Donne nell’horror moderno e contemporaneo
A partire dalla fine degli anni ‘90 le donne diventano protagoniste mostruose ricoprendo ruoli di assassine psicopatiche, figure possedute, madri crudeli e “mostre” assassine. È con protagoniste come nei film Misery, Baise-moi, Jennifer’s body e Gone girl (solo per citarne alcuni) che questa narrativa delle donne nell’horror arriva a concludere un cerchio che porta a galla numerose domande sulla reazione di chi guarda il mostruoso femminile sullo schermo. Il termine mostruoso femminile (in inglese monstrous feminine) viene utilizzato e ampiamente studiato dalla studiosa di cinema e femminista Barbara Creed nel suo saggio The Monstrous-Feminine: Film, Feminism, Psychoanalysis del 1993. Grazie al suo studio psicoanalitico oggi possiamo dire che la paura del femminile è talmente centrale nel panorama horror da poter essere considerata una colonna portante del genere.
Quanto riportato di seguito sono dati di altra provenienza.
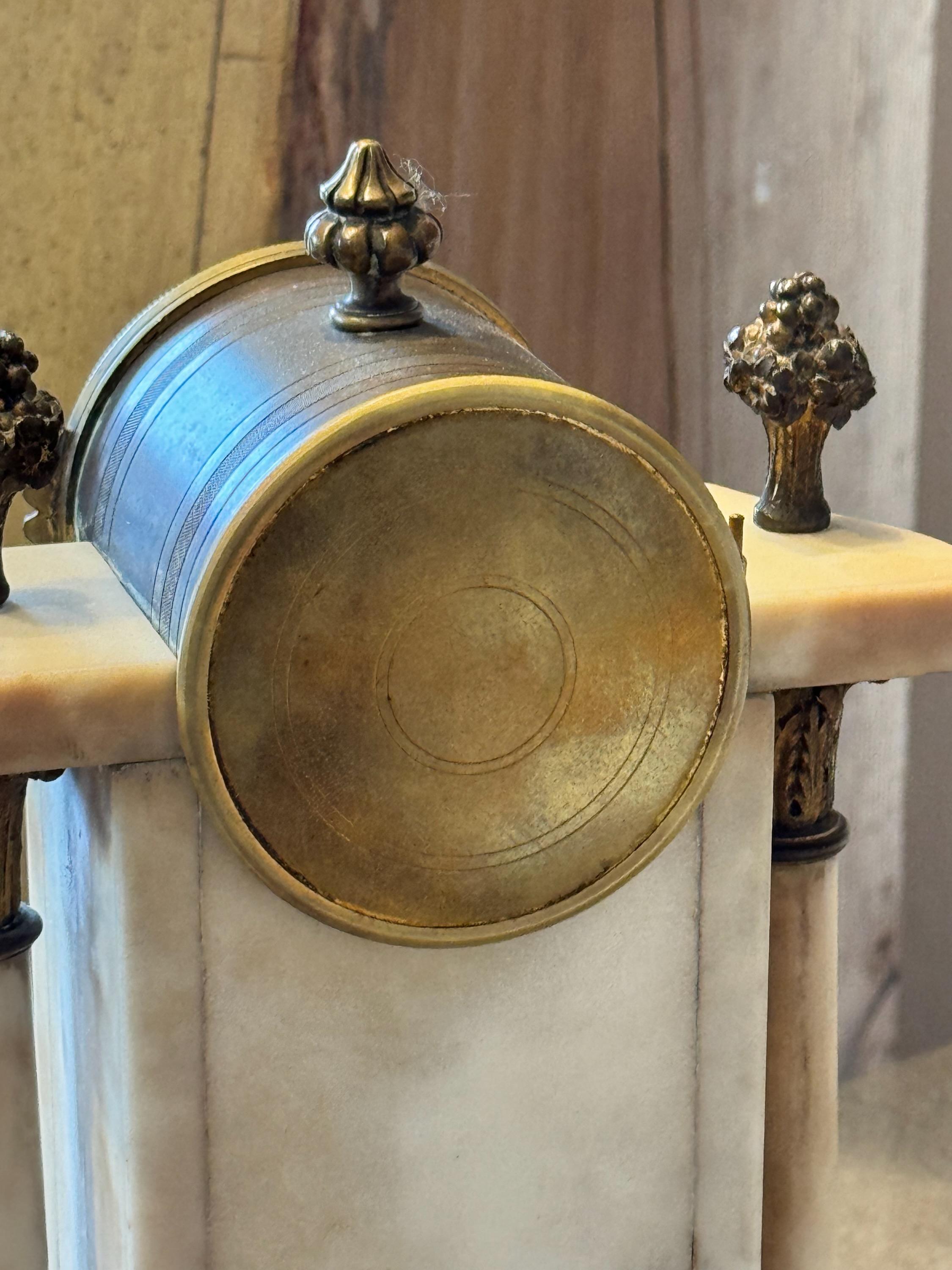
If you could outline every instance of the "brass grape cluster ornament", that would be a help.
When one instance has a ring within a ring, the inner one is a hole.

La fonte primaria del turbamento che le donne nell’horror suscitano risiede nella sovversione dei ruoli sociali e di genere, la rappresentazione di tabù e la perdita di controllo sul corpo femminile.

Dalla stessa matrice patriarcale, quando un uomo è il protagonista violento di un racconto horror si fa un’associazione tra maschio, forza e violenza. Non ci si chiede mai come sia potuto succedere che il protagonista sia diventato un assassino. Mentre nel momento in cui la donna ruba la scena con la propria violenza e desiderio di fare del male, ci si chiede come sia possibile. Perché la donna viene associata a valori di dolcezza, sicurezza, bontà e accoglienza. Come può una persona così amorevole e pura fare delle cose così mostruose? E nel momento in cui la donna si riprende il potere di decidere del proprio corpo, cosa succede?
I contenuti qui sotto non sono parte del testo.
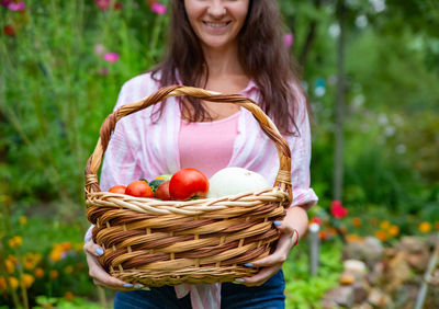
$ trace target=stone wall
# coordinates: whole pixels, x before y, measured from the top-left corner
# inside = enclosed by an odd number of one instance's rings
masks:
[[[403,237],[383,245],[368,237],[346,244],[339,286],[322,301],[324,308],[414,308],[438,240]],[[439,267],[432,273],[424,308],[439,308]]]

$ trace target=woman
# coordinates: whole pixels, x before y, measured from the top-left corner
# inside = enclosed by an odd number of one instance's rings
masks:
[[[281,267],[305,233],[306,210],[317,197],[309,188],[306,101],[283,46],[279,9],[275,1],[267,0],[172,0],[170,22],[164,60],[150,72],[127,81],[115,108],[169,84],[241,93],[255,100],[290,145],[293,203],[284,220],[275,222],[281,231],[275,251],[247,264],[259,266],[260,272],[235,284],[143,290],[143,286],[133,287],[108,275],[97,260],[102,249],[88,240],[85,250],[90,276],[97,285],[125,291],[116,293],[116,308],[191,308],[191,304],[205,309],[284,308]],[[117,123],[100,183],[105,191],[182,168],[196,168],[210,178],[225,167],[259,172],[273,183],[278,152],[248,111],[234,104],[171,98]]]

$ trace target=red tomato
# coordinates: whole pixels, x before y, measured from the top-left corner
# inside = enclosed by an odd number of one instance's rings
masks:
[[[169,181],[169,194],[176,201],[185,201],[195,195],[204,197],[207,191],[207,178],[195,169],[182,169]]]
[[[169,181],[160,183],[154,193],[154,197],[161,201],[171,201],[171,196],[169,195]]]
[[[153,197],[153,190],[146,181],[133,181],[126,187],[125,194],[135,197]]]
[[[114,185],[114,186],[110,187],[109,192],[125,194],[125,190],[126,190],[126,186],[124,186],[124,185]]]

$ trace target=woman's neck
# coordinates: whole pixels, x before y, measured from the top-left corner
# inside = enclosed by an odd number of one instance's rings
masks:
[[[222,49],[204,48],[203,52],[210,78],[245,73],[238,59],[238,47],[236,45]]]

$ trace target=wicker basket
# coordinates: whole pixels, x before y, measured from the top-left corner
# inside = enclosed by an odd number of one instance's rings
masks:
[[[272,188],[222,198],[157,201],[102,192],[97,173],[111,133],[122,117],[170,96],[191,95],[249,110],[277,146],[280,169]],[[172,85],[110,114],[86,168],[87,217],[104,249],[101,265],[114,277],[145,286],[221,283],[258,272],[244,264],[270,253],[279,238],[273,220],[291,203],[290,148],[251,100]]]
Come il critico cinematografico Robin Wood disse: «Il vero soggetto del genere horror è la lotta che fa emergere tutto ciò che la nostra società reprime ed opprime».
Le figure femminili che spaventano di più
Ci sono delle figure particolari che nella società la donna ricopre, che all’interno dei film horror vengono ribaltate. Parliamo della figura della madre, della seduttrice che diviene un’assassina, delle ragazzine, delle streghe.
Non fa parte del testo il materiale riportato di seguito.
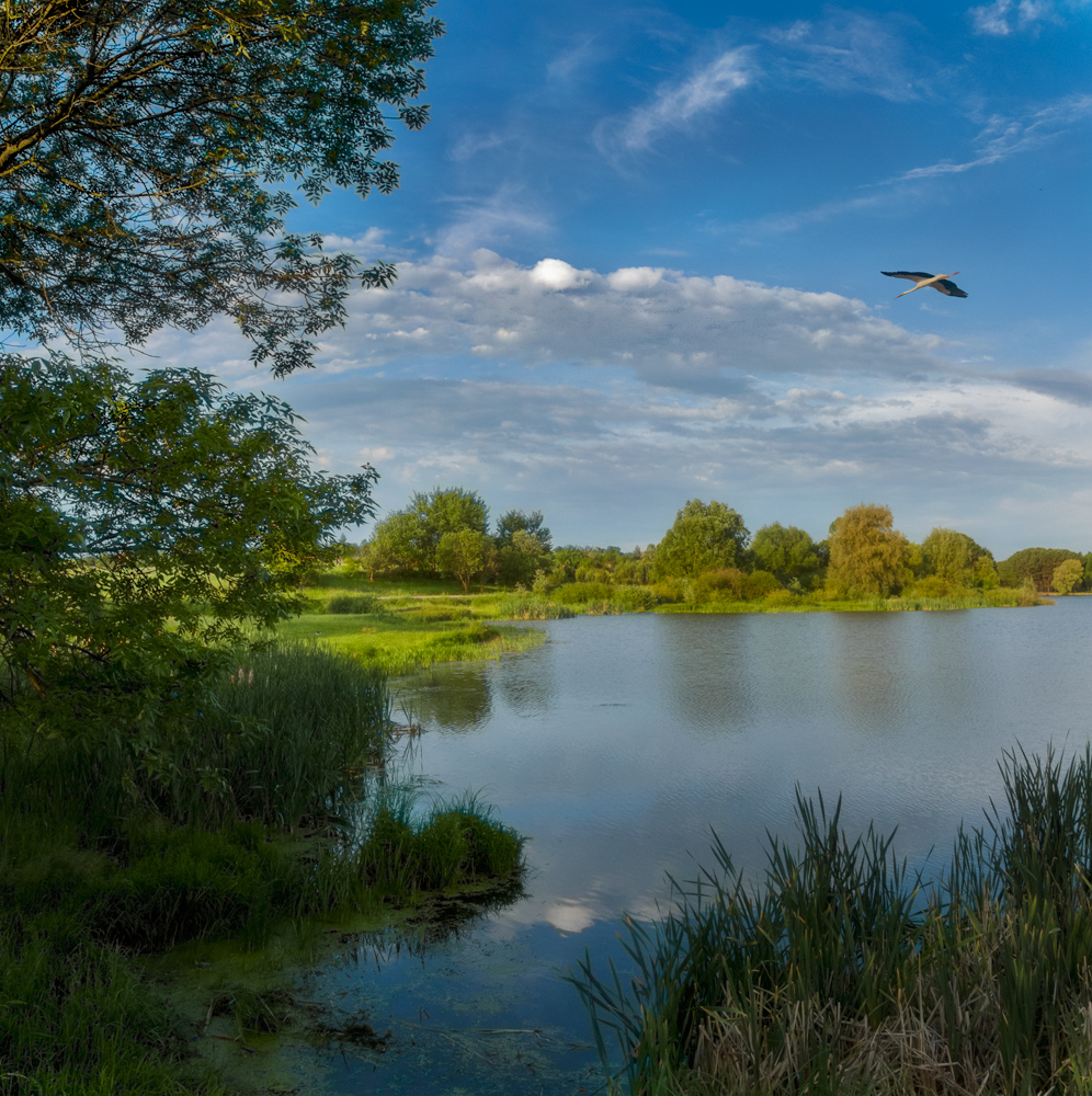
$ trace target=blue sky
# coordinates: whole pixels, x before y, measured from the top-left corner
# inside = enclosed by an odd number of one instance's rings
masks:
[[[879,502],[1092,549],[1089,0],[435,13],[401,189],[293,220],[396,285],[285,381],[226,323],[148,350],[289,400],[384,511],[462,484],[629,548],[693,498],[816,537]]]

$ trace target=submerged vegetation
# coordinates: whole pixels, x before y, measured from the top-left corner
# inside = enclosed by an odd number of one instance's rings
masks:
[[[850,841],[841,800],[797,795],[798,848],[771,838],[754,887],[672,881],[630,918],[638,977],[570,975],[604,1064],[647,1096],[1092,1091],[1092,747],[1002,763],[1005,802],[960,830],[935,877],[894,835]]]
[[[383,789],[376,667],[282,643],[177,706],[143,735],[0,722],[0,1093],[218,1092],[207,1021],[135,957],[517,883],[522,840],[476,799]]]

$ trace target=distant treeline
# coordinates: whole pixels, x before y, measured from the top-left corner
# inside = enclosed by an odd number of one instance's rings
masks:
[[[379,522],[351,566],[377,576],[446,576],[531,587],[550,594],[572,584],[649,586],[658,601],[730,602],[793,594],[835,597],[958,597],[1001,586],[1068,594],[1092,590],[1092,552],[1025,548],[997,561],[956,529],[934,528],[914,544],[894,527],[887,506],[851,506],[814,540],[774,522],[753,535],[723,502],[693,499],[659,544],[644,550],[553,546],[543,514],[509,510],[490,524],[489,507],[460,487],[414,493]],[[560,593],[562,600],[571,600]],[[591,595],[589,591],[589,595]]]

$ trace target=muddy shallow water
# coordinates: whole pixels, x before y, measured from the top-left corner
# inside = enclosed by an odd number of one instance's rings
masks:
[[[431,939],[348,939],[307,994],[389,1037],[382,1052],[298,1048],[300,1091],[593,1092],[588,1020],[557,972],[585,948],[624,963],[619,914],[657,916],[667,872],[712,864],[710,826],[758,875],[799,783],[841,792],[850,829],[897,825],[900,855],[940,865],[998,795],[1003,750],[1089,738],[1092,598],[536,627],[544,647],[402,680],[396,706],[424,729],[400,778],[496,804],[531,838],[525,894]]]

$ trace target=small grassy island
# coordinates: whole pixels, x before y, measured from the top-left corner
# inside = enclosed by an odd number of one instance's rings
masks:
[[[0,385],[3,1096],[253,1089],[239,1054],[275,1044],[277,1032],[382,1041],[363,1018],[338,1028],[296,1001],[286,957],[306,964],[329,935],[430,911],[450,918],[453,906],[473,915],[517,891],[523,838],[486,804],[467,796],[416,810],[384,777],[409,730],[390,721],[389,676],[544,639],[503,621],[1034,605],[1051,587],[1088,584],[1074,552],[1027,549],[994,564],[945,529],[914,546],[878,506],[846,511],[817,544],[780,525],[751,538],[735,511],[693,501],[659,545],[625,553],[555,549],[537,512],[509,511],[490,532],[477,494],[436,488],[354,548],[334,537],[376,516],[375,472],[314,471],[294,413],[276,400],[226,395],[195,370],[135,380],[112,363],[62,355],[0,357]],[[871,886],[861,883],[877,924],[909,916],[895,891],[875,898]],[[1054,947],[1053,926],[1069,914],[1057,903],[1042,910],[1047,921],[1027,921],[1027,938]],[[952,948],[972,951],[993,932],[992,907],[981,917],[979,937],[974,917],[934,917],[913,929],[912,948],[935,950],[948,933]],[[1059,946],[1083,941],[1083,922],[1072,924],[1077,935]],[[830,932],[801,937],[801,947],[834,949],[816,962],[841,961]],[[1025,922],[1012,933],[1023,947]],[[794,967],[795,954],[777,954]],[[877,956],[911,961],[902,944]],[[774,980],[744,1002],[760,1026],[771,1002],[788,1000],[772,961],[760,967]],[[692,994],[679,969],[676,989]],[[1059,993],[1076,984],[1065,977],[1051,983]],[[673,978],[648,984],[674,1002]],[[918,993],[909,974],[899,985]],[[590,973],[588,986],[595,997]],[[701,1008],[728,1008],[721,1017],[743,1002],[702,994]],[[868,1017],[888,1015],[887,998],[863,1000]],[[1024,1007],[1033,997],[1012,1000]],[[793,1001],[801,1016],[828,1008],[807,993]],[[1042,1034],[1040,1017],[1055,1013],[1034,1002],[1039,1012],[1013,1029],[1012,1054],[1028,1039],[1036,1054],[1040,1044],[1054,1058],[1070,1053],[1072,1040]],[[702,1058],[693,1039],[706,1014],[651,1005],[635,1046],[653,1048],[664,1069],[690,1078],[707,1061],[732,1060],[724,1048],[743,1038],[738,1025],[716,1044],[707,1037],[714,1057]],[[1069,1012],[1057,1018],[1077,1024]],[[637,1091],[675,1091],[675,1074],[646,1070],[645,1053]],[[781,1060],[761,1053],[754,1069],[780,1075]],[[1033,1075],[1016,1061],[1002,1055],[1003,1076]]]

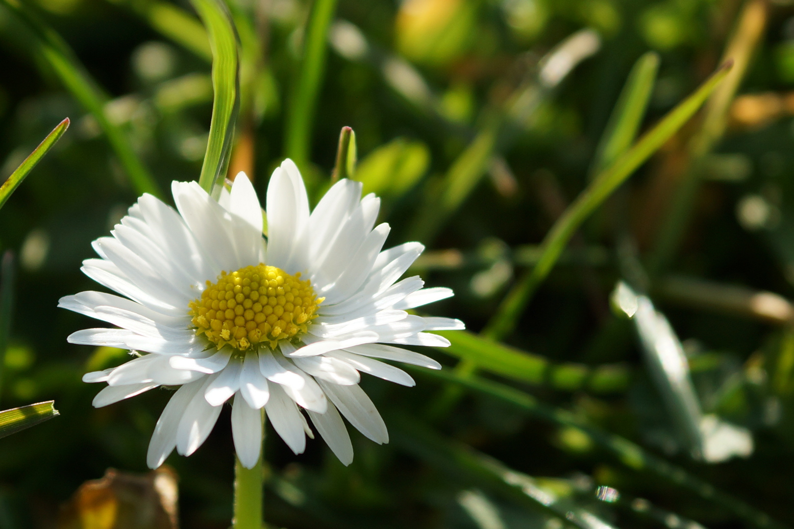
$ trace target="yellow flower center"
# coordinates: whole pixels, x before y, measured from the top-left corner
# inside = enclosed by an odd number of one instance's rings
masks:
[[[302,280],[300,272],[292,276],[261,263],[221,272],[206,286],[201,298],[188,304],[189,314],[196,334],[218,349],[226,343],[240,351],[260,343],[275,348],[279,339],[306,332],[325,300],[314,295],[311,282]]]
La figura materna positiva che diventa pericolosa e violenta suscita sgomento e paura, così come la strega che rappresenta il femminile legato al potere e dunque al controllo che la donna ha su se stessa e sugli altri, sulla sua libertà. Fa paura anche la figura di una donna forte, seduttrice che finisce per uccidere una volta raggiunto il suo scopo perché è sessualmente libera, cosciente di sé e dei propri desideri. Le ragazzine sono spesso rappresentate durante il loro passaggio all’età adulta, durante il loro periodo di pubertà, che con il risveglio sessuale e le mestruazioni viene associato a qualcosa di negativo perché il passaggio dall’innocenza a tutto quello che la donna rappresenta agli occhi del mondo patriarcale è spaventoso e brutto. Non deve succedere. Emblema di questo concetto è il film L’Esorcista.
Rimanendo nella sfera sessuale, anche i genitali sono stati rappresentati spesso nei film di questo genere, sempre simboli di paura, proibito e perdita di controllo come nei film Alien e Teeth.

Basic Instinct, Hereditary, The Babadook, Revenge e tanti altri sono rappresentazioni perfette delle donne nell’horror contemporaneo che dimostrano il punto della teoria del mostruoso femminile.